I quickly realized that I hadn't missed this city - gray, bleak, sunless Lima. A place that could be any metropolitan city in the world. It's expensive, it's weatherless, and it doesn't have chocolate tres leches cake. Yes, I had not missed Lima.
We stayed at Hostal Espana again. Not wanting half my face to swell up like the last time I was here, I took the bed in the middle of the room, leaving the ones by the wall for the guys. Our lunch was at the restaurant where we began our culinary journey six weeks ago - Villa Natura. I tried to order what Nikhil got last time. I ended up with a completely different dish, which was still quite good. It was Lomo Saltado, a vegetable stir fry with nutri nuggets.

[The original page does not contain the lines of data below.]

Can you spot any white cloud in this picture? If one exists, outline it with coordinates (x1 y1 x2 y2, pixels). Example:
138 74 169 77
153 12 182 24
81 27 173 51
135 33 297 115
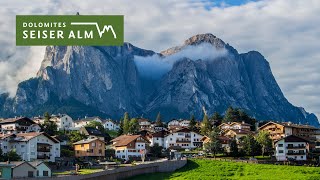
134 43 227 79
0 0 319 118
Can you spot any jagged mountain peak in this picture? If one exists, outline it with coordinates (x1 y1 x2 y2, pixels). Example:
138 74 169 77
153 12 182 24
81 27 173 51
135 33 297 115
161 33 226 56
183 33 225 48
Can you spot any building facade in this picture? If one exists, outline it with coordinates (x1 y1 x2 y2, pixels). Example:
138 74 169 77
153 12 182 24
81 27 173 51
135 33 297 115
73 138 105 159
274 135 308 161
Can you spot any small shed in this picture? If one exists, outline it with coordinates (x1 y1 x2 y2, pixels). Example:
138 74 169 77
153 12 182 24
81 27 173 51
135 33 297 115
29 161 52 177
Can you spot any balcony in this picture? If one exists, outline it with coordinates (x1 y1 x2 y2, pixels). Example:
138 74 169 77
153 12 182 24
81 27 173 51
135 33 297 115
286 145 306 149
185 134 191 138
176 139 191 143
287 152 305 155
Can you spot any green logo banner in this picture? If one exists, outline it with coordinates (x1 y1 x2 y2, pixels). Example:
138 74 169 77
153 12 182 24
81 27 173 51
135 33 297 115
16 15 124 46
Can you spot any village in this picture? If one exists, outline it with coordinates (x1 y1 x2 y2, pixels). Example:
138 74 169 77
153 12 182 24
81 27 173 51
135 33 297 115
0 107 320 179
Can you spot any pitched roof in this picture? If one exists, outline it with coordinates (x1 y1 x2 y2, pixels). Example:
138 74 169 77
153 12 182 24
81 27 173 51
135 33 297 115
259 121 318 130
111 135 148 147
283 135 309 143
81 127 105 137
10 161 36 169
77 116 102 122
73 138 105 145
151 130 168 138
0 134 14 139
29 161 50 169
0 117 35 124
15 132 60 143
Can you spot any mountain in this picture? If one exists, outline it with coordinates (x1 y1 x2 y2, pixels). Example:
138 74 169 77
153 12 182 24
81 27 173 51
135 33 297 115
0 33 318 126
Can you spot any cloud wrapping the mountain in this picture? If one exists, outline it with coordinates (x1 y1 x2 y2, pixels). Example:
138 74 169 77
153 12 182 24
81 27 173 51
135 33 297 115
134 43 227 79
0 0 319 118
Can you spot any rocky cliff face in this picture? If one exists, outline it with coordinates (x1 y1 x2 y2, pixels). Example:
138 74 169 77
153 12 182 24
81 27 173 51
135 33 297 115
0 33 318 126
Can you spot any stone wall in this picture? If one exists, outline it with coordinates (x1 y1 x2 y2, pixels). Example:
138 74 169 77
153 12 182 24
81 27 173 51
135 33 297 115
27 159 187 180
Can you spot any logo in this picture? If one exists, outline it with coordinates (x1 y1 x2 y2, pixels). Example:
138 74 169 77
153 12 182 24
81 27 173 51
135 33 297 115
16 15 124 46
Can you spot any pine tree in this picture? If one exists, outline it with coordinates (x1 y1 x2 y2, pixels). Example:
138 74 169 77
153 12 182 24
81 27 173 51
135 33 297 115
223 106 237 123
129 118 139 134
204 128 222 159
189 114 197 131
117 119 124 136
201 114 212 136
41 112 57 136
155 112 163 127
211 112 223 127
123 112 130 134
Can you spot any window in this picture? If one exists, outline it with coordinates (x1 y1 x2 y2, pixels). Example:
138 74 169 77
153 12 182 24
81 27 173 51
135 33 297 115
28 171 34 177
36 170 39 176
301 156 303 158
21 145 25 148
99 149 102 153
278 144 283 147
278 150 283 153
156 138 159 140
81 144 84 147
77 151 80 154
43 171 49 176
92 142 96 147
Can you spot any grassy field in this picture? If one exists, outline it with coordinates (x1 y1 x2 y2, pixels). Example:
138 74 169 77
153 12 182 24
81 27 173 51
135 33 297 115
53 168 103 176
128 159 320 180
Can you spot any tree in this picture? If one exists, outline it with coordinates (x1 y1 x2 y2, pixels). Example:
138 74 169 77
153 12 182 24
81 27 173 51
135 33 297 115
117 119 124 136
149 143 163 157
85 121 105 133
69 131 87 144
155 112 163 127
229 139 239 157
85 121 111 142
189 114 197 131
211 112 223 127
241 134 261 157
129 118 139 134
256 131 273 157
204 128 222 159
223 107 237 123
123 112 130 134
41 112 58 136
5 150 21 161
201 114 212 136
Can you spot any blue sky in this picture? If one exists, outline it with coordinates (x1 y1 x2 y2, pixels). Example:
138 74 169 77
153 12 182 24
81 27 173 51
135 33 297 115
0 0 319 119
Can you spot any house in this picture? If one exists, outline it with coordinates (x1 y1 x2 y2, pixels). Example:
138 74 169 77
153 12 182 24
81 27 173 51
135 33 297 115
73 138 105 159
218 122 251 132
164 128 203 149
274 135 309 161
33 114 74 130
148 130 169 147
222 129 252 142
167 119 190 130
138 118 152 130
201 136 231 152
102 119 119 131
79 127 105 141
259 121 319 148
11 161 36 178
11 132 60 162
29 161 52 177
0 117 41 134
0 163 14 179
111 135 150 160
74 117 103 128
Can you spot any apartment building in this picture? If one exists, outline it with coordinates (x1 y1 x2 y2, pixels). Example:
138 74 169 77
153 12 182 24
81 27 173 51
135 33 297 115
33 114 74 130
274 135 308 161
5 132 60 162
0 117 41 134
111 135 150 160
164 128 203 149
73 138 105 159
259 121 319 149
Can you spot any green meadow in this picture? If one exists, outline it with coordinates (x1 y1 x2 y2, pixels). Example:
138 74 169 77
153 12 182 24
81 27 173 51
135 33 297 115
129 159 320 180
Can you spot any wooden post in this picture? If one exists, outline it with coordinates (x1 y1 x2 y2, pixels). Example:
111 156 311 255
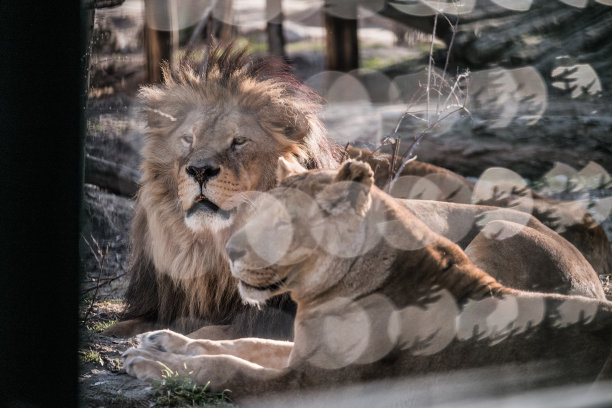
324 1 359 72
266 0 286 59
143 0 175 83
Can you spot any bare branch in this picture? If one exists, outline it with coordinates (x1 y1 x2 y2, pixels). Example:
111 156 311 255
81 236 110 324
426 13 439 125
385 138 402 192
388 106 467 192
81 272 126 295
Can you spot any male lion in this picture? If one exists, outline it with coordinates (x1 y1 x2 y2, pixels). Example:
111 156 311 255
105 45 340 338
123 160 612 403
107 43 612 339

The evening went by quickly, with more ice cream and strolling down the streets of central Lima. We walked through a road lined with costly stores, many of which advertised their goods through life size cartoons. A felt chicken danced at the entrance of his/her restaurant. Minnie Mouse, Winnie the Pooh, even Dora the Explorer handed out fliers for cell phones, shoes, and liquidation sales. I felt as if I was in Disneyland, except the entertainment consisted of the costumed people rather than rides.
We stumbled upon a store dedicated to goods from India. Sure enough, Billu Barber songs played on the screen. Everything from bindis to jhumkas to saris adorned the Peruvian mannequins. There were also generic sweatersr that could have been from anywhere. The tags read "made in India". I amused myself at the movie display, joining the crowd already watching Madhuri and Shah Rukh frolic in the rain. The boys spoke to the owner of the joint, an Indian man by the name of Jitender Kumar. He explained how when Om Shanti Om came out, he sold 1800 DVDs in three weeks. It's yet another affirmation of how big Bollywood is in Peru.
We ended our day at a carnival in Exposition Park. The large tent held food stalls, booths selling clothing and jewelry, and ad group of teenage boys performing Peruvian music. I watched the flautist. He was the most dynamic of the bunch, constantly moving and interacting with the audience. A female friend of theirs walked around collecting tips, selling a suspicious-looking wafer bar for one sol. We bought two in order to support the rising young talent.
It feels strange to say I'm twenty-five now. I was twenty-four yesterday, and now my age has another number. Every year on August 15, I ask myself - what have I accomplished? Usually, the answer is "nothing, really". But this year, I am changing the question to "How have I lived?" Spending six weeks in South America was a decision I'll always be grateful I took. How have I lived? I've made decisions that I won't know the outcomes of until much later. I've changed the course of my life to pursue a profession I know nothing about. I am unsure of what the future holds for me, and yet I couldn't be more ready to embrace the new life I am building for myself. I've pushed myself to be part of unforgettable experiences. I've lived my happiest and saddest moments in this past year. Year 24 was a year of decisions. Year 25 will be a year of change. And it's just going to keep getting better. I know it.